Prendo altro vino, e lascio che mi scenda lungo la gola pizzicandola.
«Eh va bene, se proprio insisti», mormoro e immediatamente si sistema meglio sulla sedia, chinandosi verso di me, come per prepararsi ad ascoltarmi attentamente.
«Avevo dieci anni, ero su un aereo con mio padre, solo io e lui. Per andare in Ohio da mia nonna, ed io ero così eccitata di prendere un aereo, era la prima volta», mormoro ricordandomi di quanto ero eccitata e felice per quel viaggio.
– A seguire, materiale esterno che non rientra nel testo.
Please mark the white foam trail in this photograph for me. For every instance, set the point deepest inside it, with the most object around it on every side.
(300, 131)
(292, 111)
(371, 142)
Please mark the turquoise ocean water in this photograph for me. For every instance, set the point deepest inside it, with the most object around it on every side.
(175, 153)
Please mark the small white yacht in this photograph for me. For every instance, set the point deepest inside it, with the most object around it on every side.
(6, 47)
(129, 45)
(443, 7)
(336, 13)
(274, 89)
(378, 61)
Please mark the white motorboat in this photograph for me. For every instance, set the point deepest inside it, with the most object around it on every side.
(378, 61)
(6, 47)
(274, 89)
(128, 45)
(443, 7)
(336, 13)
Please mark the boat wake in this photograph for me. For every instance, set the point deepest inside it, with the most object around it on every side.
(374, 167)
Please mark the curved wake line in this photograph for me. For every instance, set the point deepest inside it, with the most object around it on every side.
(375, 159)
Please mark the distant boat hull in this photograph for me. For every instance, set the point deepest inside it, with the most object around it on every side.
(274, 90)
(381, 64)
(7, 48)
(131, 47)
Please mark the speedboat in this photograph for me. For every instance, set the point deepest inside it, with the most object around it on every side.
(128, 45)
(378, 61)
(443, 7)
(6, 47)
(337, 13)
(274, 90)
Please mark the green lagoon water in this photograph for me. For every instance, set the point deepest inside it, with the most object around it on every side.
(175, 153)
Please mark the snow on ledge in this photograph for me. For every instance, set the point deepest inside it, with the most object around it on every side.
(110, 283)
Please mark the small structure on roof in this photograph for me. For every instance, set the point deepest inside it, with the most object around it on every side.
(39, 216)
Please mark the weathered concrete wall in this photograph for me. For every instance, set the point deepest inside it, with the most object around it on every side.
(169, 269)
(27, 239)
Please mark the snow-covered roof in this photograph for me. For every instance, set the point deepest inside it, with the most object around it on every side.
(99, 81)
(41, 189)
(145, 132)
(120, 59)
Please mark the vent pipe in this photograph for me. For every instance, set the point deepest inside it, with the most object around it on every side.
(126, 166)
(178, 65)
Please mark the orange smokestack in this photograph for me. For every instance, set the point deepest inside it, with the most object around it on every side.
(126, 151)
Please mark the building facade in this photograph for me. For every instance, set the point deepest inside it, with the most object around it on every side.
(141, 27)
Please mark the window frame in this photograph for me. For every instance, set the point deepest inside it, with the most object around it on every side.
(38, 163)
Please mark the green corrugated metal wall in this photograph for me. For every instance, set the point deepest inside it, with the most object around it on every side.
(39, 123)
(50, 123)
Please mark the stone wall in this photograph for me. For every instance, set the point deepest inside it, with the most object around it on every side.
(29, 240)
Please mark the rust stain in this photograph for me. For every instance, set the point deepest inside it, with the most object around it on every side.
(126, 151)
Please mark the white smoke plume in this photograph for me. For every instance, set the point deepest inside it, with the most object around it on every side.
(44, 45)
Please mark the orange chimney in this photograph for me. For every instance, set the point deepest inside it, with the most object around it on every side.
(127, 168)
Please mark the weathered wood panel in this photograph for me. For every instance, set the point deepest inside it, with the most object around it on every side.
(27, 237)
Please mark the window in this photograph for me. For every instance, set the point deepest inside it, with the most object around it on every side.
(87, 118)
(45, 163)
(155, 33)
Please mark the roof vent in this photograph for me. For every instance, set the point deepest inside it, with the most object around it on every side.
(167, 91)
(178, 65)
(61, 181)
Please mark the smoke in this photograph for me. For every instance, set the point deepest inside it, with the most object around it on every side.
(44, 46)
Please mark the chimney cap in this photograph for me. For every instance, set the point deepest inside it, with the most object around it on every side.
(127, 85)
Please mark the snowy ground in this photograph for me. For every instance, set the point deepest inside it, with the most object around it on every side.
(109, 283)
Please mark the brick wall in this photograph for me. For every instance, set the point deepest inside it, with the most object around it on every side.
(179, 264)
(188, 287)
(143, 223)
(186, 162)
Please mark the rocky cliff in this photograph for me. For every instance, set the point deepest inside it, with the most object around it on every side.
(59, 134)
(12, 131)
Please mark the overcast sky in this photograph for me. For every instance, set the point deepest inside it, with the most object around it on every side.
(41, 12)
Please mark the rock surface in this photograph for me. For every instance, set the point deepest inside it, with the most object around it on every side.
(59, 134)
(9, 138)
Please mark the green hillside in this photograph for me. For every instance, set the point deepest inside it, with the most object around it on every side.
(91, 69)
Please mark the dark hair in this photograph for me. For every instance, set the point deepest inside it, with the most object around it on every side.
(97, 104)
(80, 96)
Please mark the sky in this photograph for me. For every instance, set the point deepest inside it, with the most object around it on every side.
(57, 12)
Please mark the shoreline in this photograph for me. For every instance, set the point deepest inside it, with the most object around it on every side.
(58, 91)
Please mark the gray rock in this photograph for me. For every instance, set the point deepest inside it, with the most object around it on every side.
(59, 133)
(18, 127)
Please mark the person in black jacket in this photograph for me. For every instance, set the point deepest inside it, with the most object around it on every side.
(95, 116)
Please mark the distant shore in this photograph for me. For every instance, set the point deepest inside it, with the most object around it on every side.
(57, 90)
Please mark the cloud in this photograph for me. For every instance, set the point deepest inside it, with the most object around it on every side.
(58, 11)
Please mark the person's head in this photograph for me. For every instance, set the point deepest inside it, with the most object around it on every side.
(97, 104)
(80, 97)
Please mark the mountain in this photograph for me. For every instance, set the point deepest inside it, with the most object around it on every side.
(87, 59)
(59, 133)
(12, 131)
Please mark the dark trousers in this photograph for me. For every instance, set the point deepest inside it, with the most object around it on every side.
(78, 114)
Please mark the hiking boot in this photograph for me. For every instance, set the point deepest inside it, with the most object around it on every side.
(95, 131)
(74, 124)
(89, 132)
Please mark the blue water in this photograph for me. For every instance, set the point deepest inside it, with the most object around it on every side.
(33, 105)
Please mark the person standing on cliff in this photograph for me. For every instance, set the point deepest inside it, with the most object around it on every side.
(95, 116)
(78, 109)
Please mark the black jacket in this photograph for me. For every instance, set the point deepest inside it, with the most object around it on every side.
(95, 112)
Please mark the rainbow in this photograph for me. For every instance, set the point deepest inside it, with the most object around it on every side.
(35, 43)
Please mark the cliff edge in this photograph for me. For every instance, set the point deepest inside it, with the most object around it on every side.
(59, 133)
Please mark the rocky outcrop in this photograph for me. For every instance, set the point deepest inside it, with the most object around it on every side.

Ero così felice che non avevo chiuso occhio per tutta la notte.
«Per la prima ora era andato tutto bene, avevo guardato fuori dal finestrino per tutto il tempo, ero felice di essere tra le nuvole e di guardare tutto dall'alto», deglutisco, pronta a raccontare quell'episodio che mi ha segnato così tanto nel tempo.
«Poi all'improvviso uno dei motori iniziò a prendere fuoco, più avanti dissero che si trattava di un uccello che era entrato per sbaglio, una rarità», borbotto, per poi spostarmi i capelli dal viso, incastrandoli dietro le orecchie.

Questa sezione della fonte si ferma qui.